Afin de permettre aux pays
membres régionaux du Groupe de la Bad de développer le vivier de talents sur
lequel se fondent beaucoup d’espoirs, la Bad est en train de définir une
nouvelle politique sectorielle lui permettant d’aider les institutions
d’enseignement supérieur du continent à adopter la science et la technologie
comme domaines prioritaires, a signalé M. Kaberuka. Il a dans ce contexte
déploré la détérioration des universités africaines au cours des dernières
décennies.

 

«Après 50 années d’indépendance,
les institutions africaines d’enseignement supérieur se sont, sous le poids
de la demande et du laisser-aller, sérieusement détériorées.

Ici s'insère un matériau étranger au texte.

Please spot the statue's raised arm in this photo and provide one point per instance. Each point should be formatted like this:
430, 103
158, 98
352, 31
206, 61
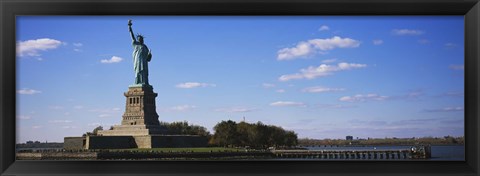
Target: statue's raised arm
131, 31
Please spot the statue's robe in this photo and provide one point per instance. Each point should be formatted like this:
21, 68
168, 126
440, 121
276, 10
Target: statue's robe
141, 57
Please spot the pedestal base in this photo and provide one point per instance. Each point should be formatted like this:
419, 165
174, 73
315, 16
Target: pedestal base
132, 130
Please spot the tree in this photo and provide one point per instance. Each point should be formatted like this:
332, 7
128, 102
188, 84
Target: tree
225, 133
259, 135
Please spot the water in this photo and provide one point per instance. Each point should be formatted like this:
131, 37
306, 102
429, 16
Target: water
439, 152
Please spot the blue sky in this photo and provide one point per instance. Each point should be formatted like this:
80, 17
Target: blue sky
321, 76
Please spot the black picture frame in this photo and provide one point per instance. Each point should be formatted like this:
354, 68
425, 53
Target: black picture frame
11, 8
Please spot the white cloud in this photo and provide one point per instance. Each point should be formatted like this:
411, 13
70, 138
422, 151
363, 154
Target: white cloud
268, 85
189, 85
69, 127
407, 32
78, 107
328, 61
114, 59
377, 42
235, 109
104, 115
457, 67
28, 91
94, 124
24, 117
106, 110
320, 71
60, 121
423, 41
450, 45
320, 89
33, 47
183, 108
310, 47
362, 98
55, 107
287, 103
324, 28
446, 109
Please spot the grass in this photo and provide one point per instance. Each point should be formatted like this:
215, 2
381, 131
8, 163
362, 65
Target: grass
194, 149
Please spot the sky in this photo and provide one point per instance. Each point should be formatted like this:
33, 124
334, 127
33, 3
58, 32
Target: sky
320, 76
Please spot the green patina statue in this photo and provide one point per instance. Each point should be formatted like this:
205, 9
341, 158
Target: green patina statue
141, 56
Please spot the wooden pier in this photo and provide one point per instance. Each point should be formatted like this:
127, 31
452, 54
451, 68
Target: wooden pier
422, 152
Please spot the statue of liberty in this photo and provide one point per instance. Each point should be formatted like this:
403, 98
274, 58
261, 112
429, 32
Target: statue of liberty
141, 56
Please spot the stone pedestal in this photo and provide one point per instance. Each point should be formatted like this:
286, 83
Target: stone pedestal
140, 117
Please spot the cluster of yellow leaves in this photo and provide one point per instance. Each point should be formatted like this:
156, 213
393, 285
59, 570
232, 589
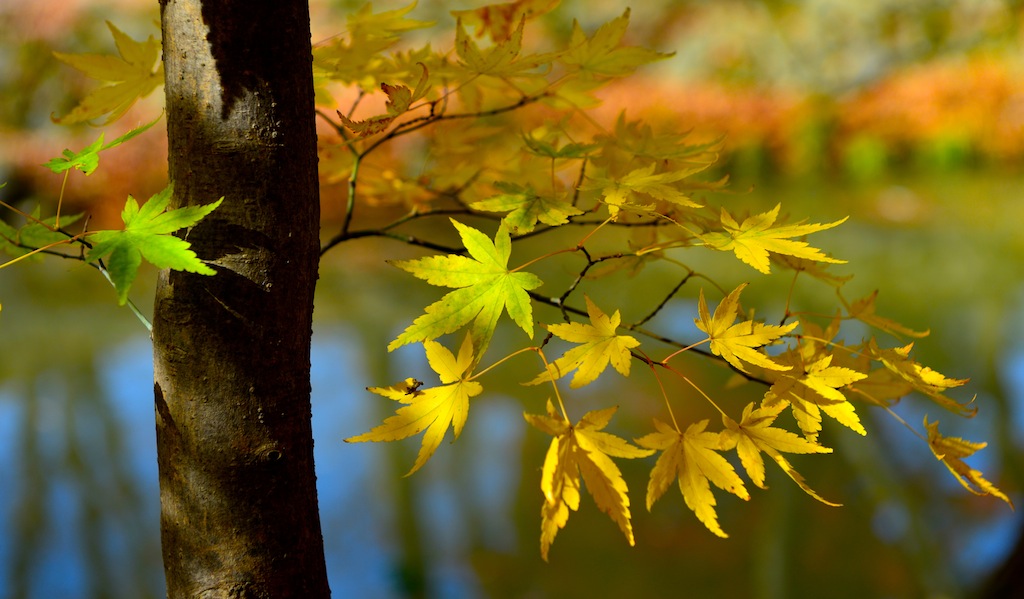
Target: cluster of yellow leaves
541, 175
636, 176
582, 450
134, 74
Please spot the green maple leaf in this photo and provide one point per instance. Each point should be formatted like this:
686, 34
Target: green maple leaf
87, 159
147, 234
603, 53
525, 207
484, 287
755, 238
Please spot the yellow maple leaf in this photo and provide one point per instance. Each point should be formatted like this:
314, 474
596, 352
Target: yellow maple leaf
433, 410
815, 389
951, 451
602, 54
499, 20
755, 434
922, 378
755, 238
584, 451
738, 342
127, 78
692, 459
501, 59
399, 100
600, 345
622, 191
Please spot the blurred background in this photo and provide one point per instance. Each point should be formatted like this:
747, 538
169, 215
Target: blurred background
906, 115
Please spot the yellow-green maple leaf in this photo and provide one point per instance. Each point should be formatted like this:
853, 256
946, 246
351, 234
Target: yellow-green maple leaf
599, 345
692, 459
755, 238
755, 434
127, 78
622, 191
525, 207
582, 450
366, 25
602, 54
501, 59
484, 287
433, 410
499, 20
738, 342
951, 451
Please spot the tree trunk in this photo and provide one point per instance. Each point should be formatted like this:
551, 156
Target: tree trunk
239, 513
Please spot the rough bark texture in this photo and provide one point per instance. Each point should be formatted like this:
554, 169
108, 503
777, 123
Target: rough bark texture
231, 351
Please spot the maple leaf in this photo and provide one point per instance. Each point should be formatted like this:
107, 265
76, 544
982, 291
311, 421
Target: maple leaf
499, 20
755, 434
500, 60
582, 450
87, 159
951, 451
755, 238
147, 234
399, 100
484, 287
922, 378
433, 410
525, 208
602, 54
692, 459
551, 150
620, 193
738, 342
816, 390
863, 310
599, 345
128, 78
365, 25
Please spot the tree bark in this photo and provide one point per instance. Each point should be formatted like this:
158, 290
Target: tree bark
239, 512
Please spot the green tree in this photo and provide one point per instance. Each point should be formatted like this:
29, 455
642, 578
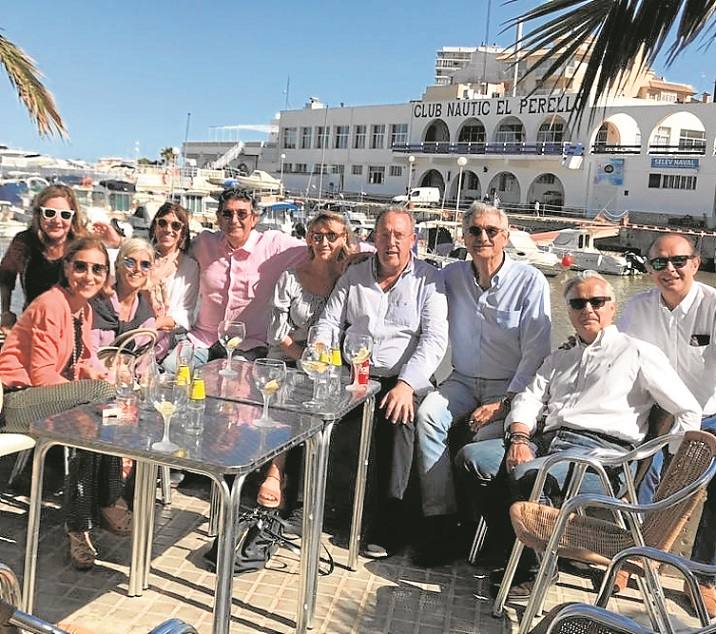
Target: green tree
27, 81
619, 34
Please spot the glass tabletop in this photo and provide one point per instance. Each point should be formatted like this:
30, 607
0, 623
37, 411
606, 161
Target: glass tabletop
226, 442
296, 390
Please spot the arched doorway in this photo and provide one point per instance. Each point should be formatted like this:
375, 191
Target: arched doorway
506, 187
433, 178
547, 190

Si dans les
années 1950 certaines d’entre elles figuraient dans le cercle des meilleurs
établissements mondiaux, ce n’est guère plus le cas aujourd’hui.
L’intelligentsia africaine est du coup contrainte à se former à l’étranger,
où il est fréquent qu’elle reste», a déploré le président Kaberuka.
«Plusieurs pays n’en finissent pas de dépendre d’une assistance technique
«de courte durée» qui, bien que bien intentionnée, ne saurait se substituer
au talent local», a-t-il ajouté.

 

Se prononçant sur la performance
économique du continent, M. Kaberuka a estimé que les économies africaines
se sont graduellement raffermies au cours des cinq dernières années. Les
facteurs de cette croissance, a-t-il expliqué, sont aussi bien internes
qu’externes. Il a ajouté que sauf catastrophe interne ou extérieure, les
perspectives sont prometteuses pour l’année à venir. Il a toutefois rappelé
que des doutes subsistaient sur la capacité de croissance de certains pays
et que la stabilité des conditions d’emprunt et de prêt constituait encore
une source de préoccupation au même titre que l’inégale répartition de la
croissance. Il a indiqué que les flux d’investissement direct, abstraction
faite du secteur minier, demeuraient modestes dans les autres pays et que la
structure productive de plusieurs économies africaines n’avait pas
significativement évolué au fil des ans.

 

Il a invité les Africains à faire
preuve de circonspection malgré le boum des ressources naturelles dans le
continent. «La fébrilité ambiante ne doit pas nous faire perdre le sens de
la retenue et de la réflexion, a-t-il mis en garde. Ce n’est pas la première
fois que les économies africaines bénéficient d’une croissance tirée après
l’envolée des cours des matières premières. Cela s’était déjà produit dans
les années 1950 et dans les années 1970. Les risques d’accident à l’échelle
de l’économie mondiale sont toujours là et il va de soi que leurs effets, du
moins après leur impact immédiat, finiraient par toucher l’Afrique».